Dummy Linux user for installing programs

0

I have a separate home partition, so I want to install some software from source in a different hierarchy – not in my user account, preferably in /home.

To rephrase, let's say I have my home directory in /home/myuser and I want my new hierarchy (i.e. /bin, /lib, /include, /share, /local, /src nested in a dummy user's directory – say /home/myprograms so that all the software I install from source or just want to install away from /usr can reside in a separate directory.

I can install programs in that directory, but how do I make those programs available to all users on my PC?

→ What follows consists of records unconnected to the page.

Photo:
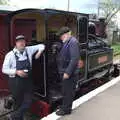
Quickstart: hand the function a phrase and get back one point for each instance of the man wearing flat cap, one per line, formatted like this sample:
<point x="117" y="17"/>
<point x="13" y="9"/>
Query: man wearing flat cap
<point x="67" y="61"/>
<point x="18" y="65"/>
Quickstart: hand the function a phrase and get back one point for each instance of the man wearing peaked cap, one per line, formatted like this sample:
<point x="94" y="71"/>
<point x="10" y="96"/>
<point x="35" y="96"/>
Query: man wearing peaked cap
<point x="18" y="65"/>
<point x="67" y="61"/>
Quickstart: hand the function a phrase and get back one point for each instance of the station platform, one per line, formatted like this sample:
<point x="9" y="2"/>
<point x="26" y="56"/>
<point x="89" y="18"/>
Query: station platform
<point x="104" y="106"/>
<point x="102" y="103"/>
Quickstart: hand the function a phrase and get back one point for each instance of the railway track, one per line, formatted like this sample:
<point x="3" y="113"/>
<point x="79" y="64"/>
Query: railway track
<point x="86" y="88"/>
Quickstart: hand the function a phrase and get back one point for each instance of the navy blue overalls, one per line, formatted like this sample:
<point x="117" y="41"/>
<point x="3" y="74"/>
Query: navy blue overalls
<point x="21" y="88"/>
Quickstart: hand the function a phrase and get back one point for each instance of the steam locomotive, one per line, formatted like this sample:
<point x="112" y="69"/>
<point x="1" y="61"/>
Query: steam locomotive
<point x="40" y="26"/>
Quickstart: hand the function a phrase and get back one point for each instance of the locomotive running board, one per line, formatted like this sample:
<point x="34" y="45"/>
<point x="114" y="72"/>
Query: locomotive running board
<point x="85" y="98"/>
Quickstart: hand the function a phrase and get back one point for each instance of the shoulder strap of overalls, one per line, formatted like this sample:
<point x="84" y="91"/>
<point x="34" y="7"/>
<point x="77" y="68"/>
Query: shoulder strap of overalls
<point x="27" y="56"/>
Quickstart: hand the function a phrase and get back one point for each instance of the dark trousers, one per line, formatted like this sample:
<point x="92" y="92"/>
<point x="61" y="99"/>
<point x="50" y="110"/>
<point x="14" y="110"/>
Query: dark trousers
<point x="68" y="90"/>
<point x="21" y="90"/>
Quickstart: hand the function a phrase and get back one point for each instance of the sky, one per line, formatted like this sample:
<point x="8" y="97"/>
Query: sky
<point x="83" y="6"/>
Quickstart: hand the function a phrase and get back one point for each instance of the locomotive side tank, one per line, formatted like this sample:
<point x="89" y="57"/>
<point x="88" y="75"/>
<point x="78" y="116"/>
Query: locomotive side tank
<point x="40" y="26"/>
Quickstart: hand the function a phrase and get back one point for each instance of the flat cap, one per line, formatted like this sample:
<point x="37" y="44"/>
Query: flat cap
<point x="63" y="30"/>
<point x="20" y="37"/>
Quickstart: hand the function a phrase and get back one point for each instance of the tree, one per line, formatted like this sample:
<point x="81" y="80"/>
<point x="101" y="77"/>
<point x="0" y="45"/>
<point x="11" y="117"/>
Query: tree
<point x="109" y="8"/>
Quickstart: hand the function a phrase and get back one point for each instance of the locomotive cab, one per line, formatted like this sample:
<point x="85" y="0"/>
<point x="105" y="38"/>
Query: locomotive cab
<point x="40" y="26"/>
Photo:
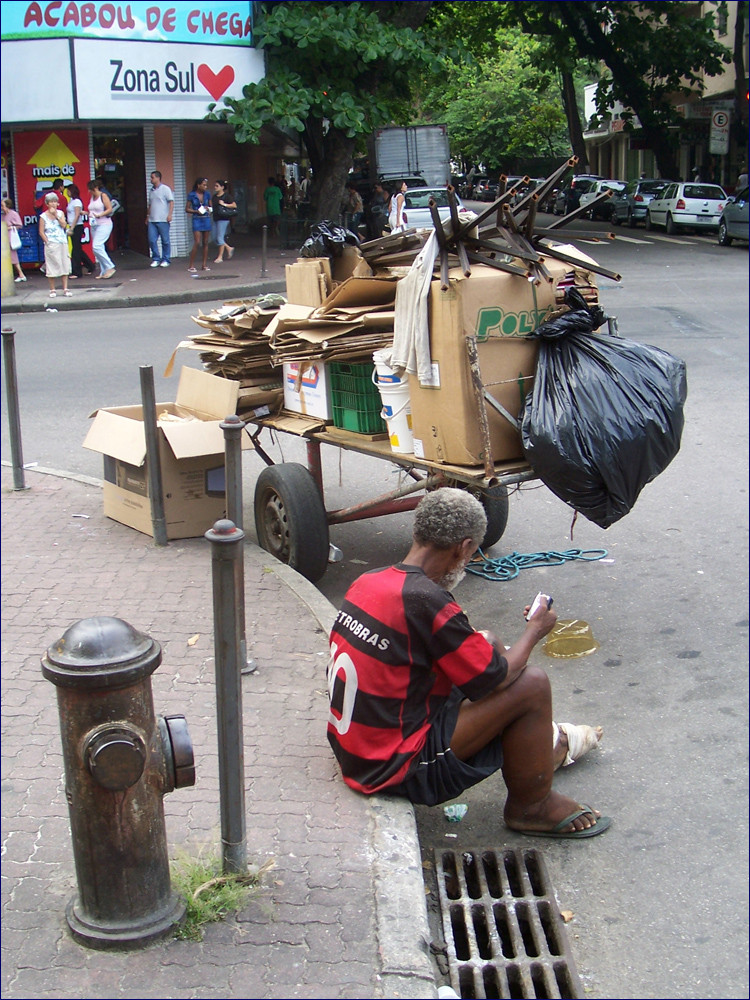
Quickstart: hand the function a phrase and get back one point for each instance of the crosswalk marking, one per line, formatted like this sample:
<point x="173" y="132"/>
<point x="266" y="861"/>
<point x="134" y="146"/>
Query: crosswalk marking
<point x="670" y="239"/>
<point x="631" y="239"/>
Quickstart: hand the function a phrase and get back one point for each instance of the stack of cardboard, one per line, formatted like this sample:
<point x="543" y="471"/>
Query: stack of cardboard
<point x="490" y="287"/>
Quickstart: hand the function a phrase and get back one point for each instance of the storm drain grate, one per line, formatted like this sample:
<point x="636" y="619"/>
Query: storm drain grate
<point x="502" y="927"/>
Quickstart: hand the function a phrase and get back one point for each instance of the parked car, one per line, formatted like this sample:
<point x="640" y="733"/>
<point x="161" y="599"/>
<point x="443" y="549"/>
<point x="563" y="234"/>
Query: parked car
<point x="630" y="205"/>
<point x="569" y="197"/>
<point x="483" y="189"/>
<point x="687" y="205"/>
<point x="604" y="209"/>
<point x="733" y="224"/>
<point x="417" y="206"/>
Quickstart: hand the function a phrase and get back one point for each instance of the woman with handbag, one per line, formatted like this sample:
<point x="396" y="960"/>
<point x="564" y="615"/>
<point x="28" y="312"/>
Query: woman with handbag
<point x="14" y="223"/>
<point x="100" y="211"/>
<point x="53" y="232"/>
<point x="224" y="210"/>
<point x="200" y="209"/>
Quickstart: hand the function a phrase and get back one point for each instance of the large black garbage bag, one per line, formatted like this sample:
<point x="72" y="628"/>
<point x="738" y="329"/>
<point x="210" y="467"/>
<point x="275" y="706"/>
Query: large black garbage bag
<point x="327" y="240"/>
<point x="605" y="416"/>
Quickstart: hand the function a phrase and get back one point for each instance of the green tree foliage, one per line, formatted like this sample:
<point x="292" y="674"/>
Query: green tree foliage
<point x="502" y="106"/>
<point x="334" y="72"/>
<point x="651" y="51"/>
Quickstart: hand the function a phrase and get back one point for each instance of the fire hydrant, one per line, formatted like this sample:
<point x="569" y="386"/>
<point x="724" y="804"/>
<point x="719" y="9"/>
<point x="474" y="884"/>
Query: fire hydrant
<point x="119" y="763"/>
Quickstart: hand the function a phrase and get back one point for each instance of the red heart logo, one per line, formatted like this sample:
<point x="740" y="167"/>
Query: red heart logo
<point x="215" y="83"/>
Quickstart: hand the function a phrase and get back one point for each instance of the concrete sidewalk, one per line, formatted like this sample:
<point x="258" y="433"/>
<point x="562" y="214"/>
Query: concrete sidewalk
<point x="341" y="913"/>
<point x="252" y="271"/>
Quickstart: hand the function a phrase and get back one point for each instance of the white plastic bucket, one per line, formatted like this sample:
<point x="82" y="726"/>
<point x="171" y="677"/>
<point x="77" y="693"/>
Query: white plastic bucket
<point x="397" y="414"/>
<point x="382" y="373"/>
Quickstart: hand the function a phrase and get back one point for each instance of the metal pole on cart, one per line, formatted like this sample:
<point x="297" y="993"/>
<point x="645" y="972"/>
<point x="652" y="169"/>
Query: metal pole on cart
<point x="155" y="488"/>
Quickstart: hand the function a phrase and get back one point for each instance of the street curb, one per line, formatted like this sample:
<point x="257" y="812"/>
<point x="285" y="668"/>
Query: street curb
<point x="262" y="287"/>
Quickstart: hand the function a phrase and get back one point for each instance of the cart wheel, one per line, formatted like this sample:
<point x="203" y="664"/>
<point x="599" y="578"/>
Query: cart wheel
<point x="495" y="503"/>
<point x="290" y="519"/>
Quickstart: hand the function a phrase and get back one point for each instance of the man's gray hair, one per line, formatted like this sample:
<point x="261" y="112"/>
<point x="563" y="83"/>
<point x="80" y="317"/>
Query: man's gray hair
<point x="446" y="516"/>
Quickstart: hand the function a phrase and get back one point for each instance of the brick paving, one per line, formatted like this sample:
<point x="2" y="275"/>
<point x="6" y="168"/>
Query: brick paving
<point x="342" y="912"/>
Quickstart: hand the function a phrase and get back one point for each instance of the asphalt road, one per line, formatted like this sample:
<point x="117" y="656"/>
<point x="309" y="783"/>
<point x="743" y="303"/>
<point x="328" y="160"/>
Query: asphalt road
<point x="660" y="901"/>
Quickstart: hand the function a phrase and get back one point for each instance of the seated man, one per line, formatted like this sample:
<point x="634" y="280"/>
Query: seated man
<point x="424" y="706"/>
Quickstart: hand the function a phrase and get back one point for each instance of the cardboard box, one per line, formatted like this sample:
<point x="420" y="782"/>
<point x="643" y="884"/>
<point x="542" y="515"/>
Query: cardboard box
<point x="498" y="309"/>
<point x="191" y="454"/>
<point x="310" y="391"/>
<point x="308" y="281"/>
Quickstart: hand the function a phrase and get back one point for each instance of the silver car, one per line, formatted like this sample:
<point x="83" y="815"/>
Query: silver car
<point x="417" y="206"/>
<point x="734" y="223"/>
<point x="631" y="205"/>
<point x="689" y="204"/>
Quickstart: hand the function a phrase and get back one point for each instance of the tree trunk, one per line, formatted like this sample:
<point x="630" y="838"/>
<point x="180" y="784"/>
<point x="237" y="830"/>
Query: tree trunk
<point x="574" y="121"/>
<point x="331" y="161"/>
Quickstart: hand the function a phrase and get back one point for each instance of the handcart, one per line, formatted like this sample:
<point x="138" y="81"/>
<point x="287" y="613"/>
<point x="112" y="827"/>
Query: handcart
<point x="291" y="518"/>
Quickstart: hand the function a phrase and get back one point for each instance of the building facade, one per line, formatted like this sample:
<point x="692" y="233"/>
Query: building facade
<point x="707" y="133"/>
<point x="117" y="90"/>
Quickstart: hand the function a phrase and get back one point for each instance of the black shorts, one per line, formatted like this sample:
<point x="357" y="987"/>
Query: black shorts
<point x="437" y="775"/>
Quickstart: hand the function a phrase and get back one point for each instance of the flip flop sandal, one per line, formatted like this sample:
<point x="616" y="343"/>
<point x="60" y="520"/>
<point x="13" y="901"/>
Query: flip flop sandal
<point x="558" y="832"/>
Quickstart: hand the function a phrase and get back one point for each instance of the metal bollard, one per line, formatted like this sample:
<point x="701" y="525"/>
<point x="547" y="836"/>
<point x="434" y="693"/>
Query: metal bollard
<point x="119" y="763"/>
<point x="14" y="419"/>
<point x="226" y="559"/>
<point x="233" y="427"/>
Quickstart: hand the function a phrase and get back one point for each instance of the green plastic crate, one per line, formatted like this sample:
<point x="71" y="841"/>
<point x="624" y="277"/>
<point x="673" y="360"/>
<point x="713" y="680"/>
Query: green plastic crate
<point x="355" y="400"/>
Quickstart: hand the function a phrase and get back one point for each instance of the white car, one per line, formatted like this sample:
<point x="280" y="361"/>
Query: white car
<point x="417" y="206"/>
<point x="690" y="203"/>
<point x="605" y="209"/>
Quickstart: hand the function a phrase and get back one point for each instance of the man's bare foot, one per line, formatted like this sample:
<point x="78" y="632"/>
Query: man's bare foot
<point x="544" y="816"/>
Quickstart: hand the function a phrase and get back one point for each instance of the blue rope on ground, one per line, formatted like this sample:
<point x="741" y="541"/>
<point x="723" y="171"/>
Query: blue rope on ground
<point x="508" y="567"/>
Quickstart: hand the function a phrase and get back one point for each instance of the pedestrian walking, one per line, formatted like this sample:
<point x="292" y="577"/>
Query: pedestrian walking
<point x="159" y="220"/>
<point x="273" y="197"/>
<point x="224" y="210"/>
<point x="199" y="209"/>
<point x="397" y="216"/>
<point x="353" y="208"/>
<point x="377" y="212"/>
<point x="53" y="232"/>
<point x="14" y="223"/>
<point x="76" y="228"/>
<point x="100" y="223"/>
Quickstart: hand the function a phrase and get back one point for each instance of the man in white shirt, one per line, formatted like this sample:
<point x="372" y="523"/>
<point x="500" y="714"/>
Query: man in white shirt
<point x="160" y="205"/>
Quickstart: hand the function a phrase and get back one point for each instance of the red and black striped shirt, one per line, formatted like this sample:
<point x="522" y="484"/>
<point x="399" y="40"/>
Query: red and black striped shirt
<point x="398" y="646"/>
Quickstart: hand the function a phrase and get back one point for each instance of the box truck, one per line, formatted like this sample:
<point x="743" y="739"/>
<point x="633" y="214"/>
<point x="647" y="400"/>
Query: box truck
<point x="412" y="152"/>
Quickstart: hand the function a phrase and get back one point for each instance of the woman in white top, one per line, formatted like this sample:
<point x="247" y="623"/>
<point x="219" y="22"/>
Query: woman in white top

If anyone has a different suggestion for maintaining two hierarchies, please also leave a comment.

Archit

Posted 2012-05-28T16:51:06.250

Reputation: 111

Answers

2

The convention for 3rd party programs is to install them under /usr/local which is will make them available to other users (on most distributions).

You could of course use any other directory such as /home/myuser, but you'll have to update the PATH environment variable. You can do this by creating /etc/profile.d/mypath.sh with the following content:

PATH="/home/myuser/bin:$PATH"

Another choice would be installing them under /opt using a subdirectory for each program like this: /opt/foo/{bin,lib,share}, /opt/bar/{bin,lib,share} and so on. This has the advantage of being able to quickly remove or copy a program's installation, but it has the disadvantage of having everything split up into multiple places, so you'll have to add multiple directories to PATH.

For more details read the Filesystem Hierarchy Standard.